Creating a full vs. reduced model with one explanatory variable-CodePudding

I am attempting to create a Cox proportional hazards model with only one explanatory variable. To perform a likelihood ratio test, I know I need a full and reduced model. I also know that a full model would be a separate mean for each group, and a reduced model would use an overall mean for the whole data set. How can I ensure I am setting this up properly in R? In this model z is 1 if the patient had heart surgery, and z is 0 otherwise

I have:

model<-coxph(Surv(time,delta)~z,method='breslow',data=heartdata)

X.lr <- 2*(model$loglik[2]-model$loglik[1])

Does this achieve that? I get an answer I just want to know whether this makes a full vs. reduced model since I don't have other variables to use?

CodePudding user response：

In this case, this does work, but I think there's a better/more transparent solution using update() and anova() (I wasn't even aware that the log-likelihood component of coxph models included both the full and the null deviances).

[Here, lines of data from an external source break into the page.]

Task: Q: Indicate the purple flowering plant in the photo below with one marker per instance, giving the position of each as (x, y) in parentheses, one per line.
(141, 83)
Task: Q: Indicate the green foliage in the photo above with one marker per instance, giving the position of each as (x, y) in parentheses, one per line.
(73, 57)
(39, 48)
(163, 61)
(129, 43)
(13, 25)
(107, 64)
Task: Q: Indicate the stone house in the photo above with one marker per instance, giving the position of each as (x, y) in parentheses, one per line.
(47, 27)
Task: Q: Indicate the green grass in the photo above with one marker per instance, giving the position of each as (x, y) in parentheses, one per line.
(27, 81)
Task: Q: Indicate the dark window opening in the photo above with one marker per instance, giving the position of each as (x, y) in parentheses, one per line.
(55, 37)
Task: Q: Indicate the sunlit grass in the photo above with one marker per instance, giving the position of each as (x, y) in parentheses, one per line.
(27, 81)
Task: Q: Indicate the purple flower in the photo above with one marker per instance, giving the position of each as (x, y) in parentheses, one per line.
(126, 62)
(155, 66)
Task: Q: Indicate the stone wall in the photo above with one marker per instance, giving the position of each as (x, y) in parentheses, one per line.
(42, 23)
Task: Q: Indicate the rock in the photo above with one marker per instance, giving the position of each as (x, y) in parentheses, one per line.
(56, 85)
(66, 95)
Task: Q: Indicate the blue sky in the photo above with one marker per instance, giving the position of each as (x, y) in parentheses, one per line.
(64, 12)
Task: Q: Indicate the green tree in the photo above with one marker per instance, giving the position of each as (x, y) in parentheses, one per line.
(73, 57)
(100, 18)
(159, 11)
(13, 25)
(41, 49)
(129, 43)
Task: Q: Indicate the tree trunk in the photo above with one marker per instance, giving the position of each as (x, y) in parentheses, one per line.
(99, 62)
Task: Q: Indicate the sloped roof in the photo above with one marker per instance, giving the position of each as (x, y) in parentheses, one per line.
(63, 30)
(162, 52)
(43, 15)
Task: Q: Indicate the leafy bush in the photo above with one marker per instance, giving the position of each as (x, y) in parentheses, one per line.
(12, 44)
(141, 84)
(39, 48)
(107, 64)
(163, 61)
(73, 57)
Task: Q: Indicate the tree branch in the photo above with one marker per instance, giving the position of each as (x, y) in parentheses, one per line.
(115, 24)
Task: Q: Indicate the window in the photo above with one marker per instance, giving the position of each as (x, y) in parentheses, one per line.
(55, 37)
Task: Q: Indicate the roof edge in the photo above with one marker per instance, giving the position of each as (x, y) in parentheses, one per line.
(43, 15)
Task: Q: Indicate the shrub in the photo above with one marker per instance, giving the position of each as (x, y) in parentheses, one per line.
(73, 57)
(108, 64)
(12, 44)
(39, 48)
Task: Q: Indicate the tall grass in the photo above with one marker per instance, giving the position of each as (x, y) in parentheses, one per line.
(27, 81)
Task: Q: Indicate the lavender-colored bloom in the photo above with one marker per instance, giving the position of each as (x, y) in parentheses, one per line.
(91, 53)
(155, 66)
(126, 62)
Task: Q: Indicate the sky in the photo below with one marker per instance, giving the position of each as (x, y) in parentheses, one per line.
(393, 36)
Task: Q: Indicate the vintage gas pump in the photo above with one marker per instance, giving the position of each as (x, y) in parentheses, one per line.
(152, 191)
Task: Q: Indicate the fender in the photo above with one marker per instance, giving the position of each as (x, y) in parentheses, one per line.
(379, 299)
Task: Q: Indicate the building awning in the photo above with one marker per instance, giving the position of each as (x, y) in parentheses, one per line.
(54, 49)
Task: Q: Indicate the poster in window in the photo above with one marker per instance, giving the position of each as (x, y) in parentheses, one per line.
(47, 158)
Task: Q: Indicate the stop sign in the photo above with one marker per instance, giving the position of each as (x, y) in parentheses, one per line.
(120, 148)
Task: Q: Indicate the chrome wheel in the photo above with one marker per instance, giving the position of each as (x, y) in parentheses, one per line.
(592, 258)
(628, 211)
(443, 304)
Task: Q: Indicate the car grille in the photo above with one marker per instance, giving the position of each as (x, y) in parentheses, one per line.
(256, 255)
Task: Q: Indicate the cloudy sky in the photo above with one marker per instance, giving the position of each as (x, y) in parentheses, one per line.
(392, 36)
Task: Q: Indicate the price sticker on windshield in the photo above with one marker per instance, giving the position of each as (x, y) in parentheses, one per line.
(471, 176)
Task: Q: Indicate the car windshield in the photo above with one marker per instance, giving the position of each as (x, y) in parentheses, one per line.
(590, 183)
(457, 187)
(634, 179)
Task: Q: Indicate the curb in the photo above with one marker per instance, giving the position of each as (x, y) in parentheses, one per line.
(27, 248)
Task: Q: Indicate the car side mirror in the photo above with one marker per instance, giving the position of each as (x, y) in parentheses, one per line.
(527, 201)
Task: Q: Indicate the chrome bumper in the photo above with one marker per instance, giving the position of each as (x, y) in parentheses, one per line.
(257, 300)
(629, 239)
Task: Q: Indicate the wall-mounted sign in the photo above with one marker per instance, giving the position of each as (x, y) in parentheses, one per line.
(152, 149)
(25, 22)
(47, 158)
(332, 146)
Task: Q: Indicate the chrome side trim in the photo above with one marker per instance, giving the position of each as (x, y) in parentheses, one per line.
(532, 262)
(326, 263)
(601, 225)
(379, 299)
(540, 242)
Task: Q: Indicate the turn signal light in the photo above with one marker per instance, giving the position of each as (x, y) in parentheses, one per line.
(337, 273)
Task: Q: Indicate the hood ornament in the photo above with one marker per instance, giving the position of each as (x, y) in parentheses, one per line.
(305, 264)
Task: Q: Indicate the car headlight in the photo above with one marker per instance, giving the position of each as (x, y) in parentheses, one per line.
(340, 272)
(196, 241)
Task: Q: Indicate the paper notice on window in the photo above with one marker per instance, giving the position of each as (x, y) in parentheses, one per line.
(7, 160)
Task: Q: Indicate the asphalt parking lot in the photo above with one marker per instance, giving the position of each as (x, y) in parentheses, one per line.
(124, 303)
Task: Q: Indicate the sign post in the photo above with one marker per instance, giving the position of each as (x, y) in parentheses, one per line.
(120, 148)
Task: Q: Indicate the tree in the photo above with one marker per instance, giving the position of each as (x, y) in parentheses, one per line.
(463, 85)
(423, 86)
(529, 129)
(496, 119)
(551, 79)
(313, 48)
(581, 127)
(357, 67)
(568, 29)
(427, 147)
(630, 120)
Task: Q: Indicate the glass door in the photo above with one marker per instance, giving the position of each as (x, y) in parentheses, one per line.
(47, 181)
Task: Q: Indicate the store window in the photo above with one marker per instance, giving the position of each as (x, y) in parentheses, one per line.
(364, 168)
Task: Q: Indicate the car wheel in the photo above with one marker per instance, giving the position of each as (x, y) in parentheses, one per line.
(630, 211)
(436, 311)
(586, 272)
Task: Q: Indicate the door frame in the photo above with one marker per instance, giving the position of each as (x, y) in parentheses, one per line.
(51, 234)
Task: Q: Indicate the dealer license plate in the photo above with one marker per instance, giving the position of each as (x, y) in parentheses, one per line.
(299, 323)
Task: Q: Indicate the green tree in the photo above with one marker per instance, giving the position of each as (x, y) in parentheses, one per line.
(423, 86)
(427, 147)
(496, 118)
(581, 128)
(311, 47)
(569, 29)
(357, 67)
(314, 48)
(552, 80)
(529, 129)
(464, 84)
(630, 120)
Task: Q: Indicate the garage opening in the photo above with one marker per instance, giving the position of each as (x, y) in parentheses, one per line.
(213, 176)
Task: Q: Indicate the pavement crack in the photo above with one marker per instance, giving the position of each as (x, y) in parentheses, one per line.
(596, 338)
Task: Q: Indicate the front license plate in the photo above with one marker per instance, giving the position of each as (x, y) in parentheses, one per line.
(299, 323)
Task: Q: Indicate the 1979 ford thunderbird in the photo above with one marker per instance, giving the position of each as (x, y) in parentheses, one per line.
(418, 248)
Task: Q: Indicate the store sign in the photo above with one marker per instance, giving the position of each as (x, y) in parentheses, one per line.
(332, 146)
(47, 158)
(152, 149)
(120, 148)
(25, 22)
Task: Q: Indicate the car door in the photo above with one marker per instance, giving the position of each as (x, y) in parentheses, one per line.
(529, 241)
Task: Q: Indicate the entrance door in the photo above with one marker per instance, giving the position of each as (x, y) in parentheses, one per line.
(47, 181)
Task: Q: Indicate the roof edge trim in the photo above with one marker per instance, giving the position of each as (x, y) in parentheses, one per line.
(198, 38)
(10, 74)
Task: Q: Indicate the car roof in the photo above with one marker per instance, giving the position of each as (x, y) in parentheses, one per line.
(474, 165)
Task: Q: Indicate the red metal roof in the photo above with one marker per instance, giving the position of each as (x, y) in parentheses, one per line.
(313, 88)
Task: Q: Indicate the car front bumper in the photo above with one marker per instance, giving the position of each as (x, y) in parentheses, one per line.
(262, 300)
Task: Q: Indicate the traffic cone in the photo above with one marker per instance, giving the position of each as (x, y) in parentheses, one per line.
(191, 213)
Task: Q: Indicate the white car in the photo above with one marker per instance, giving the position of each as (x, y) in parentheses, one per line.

Using a built-in data set from the survival package:

## drop NAs so we are using the same data set for full & reduced models
lungna <- na.omit(lung)
## fit full model
m1 <- coxph(Surv(time, status) ~ ph.ecog, data=lungna)
## update model to fit intercept only (` ~ 1 ` replaces the RHS of the formula):
## ~ 1 means "intercept only" in R formula notation
m0 <- update(m1, . ~ 1)
## anova() runs a likelihood-ratio test
anova(m0,m1)

Results:

Analysis of Deviance Table
 Cox model: response is  Surv(time, status)
 Model 1: ~ 1
 Model 2: ~ ph.ecog
   loglik  Chisq Df P(>|Chi|)    
1 -508.12                        
2 -501.91 12.409  1 0.0004273 ***

You can confirm that 2*diff(m1$loglik) gives 12.409, the same value reported by anova() for the deviance ("Chisq") difference, and that pchisq(chisq_val, df = 1, lower.tail = FALSE) gives the reported p-value.